K: Yes, she looks like a Christmas ornament. Some people even asked me if Ballet is 3D or a photograph. I think it looks very real because of the texture.

Where do you get inspiration from?
My main inspiration source is my wife. We do everything together. She’s sitting next to me right now while I’m being interviewed. She listens to all my ideas and thoughts. She was the one who inspired me to make art. I always doubt myself, but she encourages me to try new things and move forward.

I like to find inspiration in all my surroundings. I build a life around me that feels safe but fills me with creative energy at the same time. For example, good food really helps me feel creative. A nice dinner always gives me motivation to create something new the very next day.

My favourite food
My favourite food

Do you have any food-related artworks?
K: I like to hide pieces of my life in art. So, food appears in my works quite often. If you look close enough, you can find photo fragments in my art, although they are not easy to notice. In my work Soup, you can see a photo of food I took myself. I do this to add texture to my works, but also as a way to make them more personal.
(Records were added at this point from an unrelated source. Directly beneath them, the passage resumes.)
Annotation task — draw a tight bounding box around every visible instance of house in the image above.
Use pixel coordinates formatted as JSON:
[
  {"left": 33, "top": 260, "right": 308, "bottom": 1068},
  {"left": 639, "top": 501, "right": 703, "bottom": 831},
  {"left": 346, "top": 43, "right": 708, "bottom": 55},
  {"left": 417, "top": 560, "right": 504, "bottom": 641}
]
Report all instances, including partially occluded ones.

Sometimes I even hide messages for my audience to find in art. They’re usually kind, but can get a little aggressive if I’m feeling down.

Have you ever tried presenting your works in different mediums, like holograms, for example?
Not yet. I’m currently travelling, so I will be keeping things digital for the next few months. When I come back to Moscow, I will think about expanding my formats – like printing some of my works and making collages. I’ll also consider animation. I would like to create full audiovisual pieces, dynamic enough to showcase at installations.

What is the future of digital art?
K: I’m not an expert, but I’ve been hearing a lot about crypto art recently. I like the idea of it. It gives artists the opportunity to monetize more of their artworks, and I think it’s great. As of right now, it’s not clear how to connect NFTs to the traditional art format – for instance, how to integrate crypto art into the exhibition scene. And there is also an issue of accessibility – some might find NFTs too complicated to purchase and interact with. If we can find a way to make crypto art simpler, it will become the future of digital art.

This interview was taken in February. Since then, Kitasavi has already sold several artworks on Foundation, a popular NFT platform for digital artists.